FDA slaps a full clinical hold on Alcobra’s troubled lead drug for ADHD, Fragile X
Following a series of clinical setbacks and missteps, Alcobra $ADHD says its lead drug MDX has been put on a full clinical hold by the FDA “due to adverse neurological findings in a pre-clinical study.”
The hold will stop its ongoing Phase III study in adult patients with ADHD, according to the Israeli biotech, which reported at the end of August that it had recruited 474 patients for the study.

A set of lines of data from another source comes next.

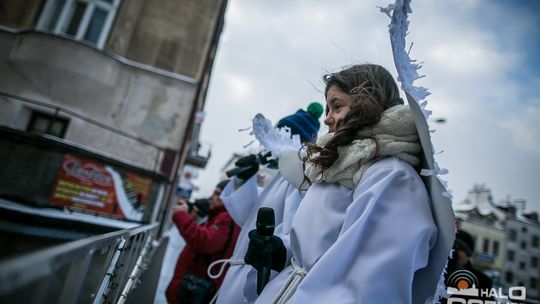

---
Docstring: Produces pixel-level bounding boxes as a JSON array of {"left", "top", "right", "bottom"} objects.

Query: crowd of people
[{"left": 163, "top": 64, "right": 480, "bottom": 304}]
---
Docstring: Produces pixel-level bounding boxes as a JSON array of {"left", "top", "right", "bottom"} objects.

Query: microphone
[{"left": 256, "top": 207, "right": 276, "bottom": 294}]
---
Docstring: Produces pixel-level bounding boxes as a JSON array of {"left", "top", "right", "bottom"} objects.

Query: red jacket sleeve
[{"left": 173, "top": 211, "right": 233, "bottom": 254}]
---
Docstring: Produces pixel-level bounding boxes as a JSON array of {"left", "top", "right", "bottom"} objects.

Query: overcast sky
[{"left": 195, "top": 0, "right": 540, "bottom": 211}]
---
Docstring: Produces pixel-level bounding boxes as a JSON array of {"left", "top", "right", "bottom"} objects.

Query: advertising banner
[{"left": 50, "top": 154, "right": 152, "bottom": 221}]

Alcobra’s brief statement included this:
The FDA notification was not based on clinical safety data observed in the ongoing MEASURE study, which has enrolled nearly 500 subjects, or previous clinical studies involving MDX. Alcobra plans to work diligently with the FDA to seek the removal of the clinical hold.
Jefferies analyst Biren Amin noted this morning that “these data were sent to FDA in March 2016 but it seems the agency just only now got around to taking action and maybe due in part to a new non-clinical team member joining the FDA recently. Pyridoxine, a cmpd similar to MDX, has shown slowing of nerve conduction in rats when dosed at high levels.”
The biotech has followed a long and twisting path on MDX. The treatment failed a Phase II study for Fragile X syndrome last summer, which followed a late-stage failure in ADHD, which the company tried to spin as a success after selectively pruning patients.
Their drug metadoxine (MDX) is described as a nonstimulant GABA modulator.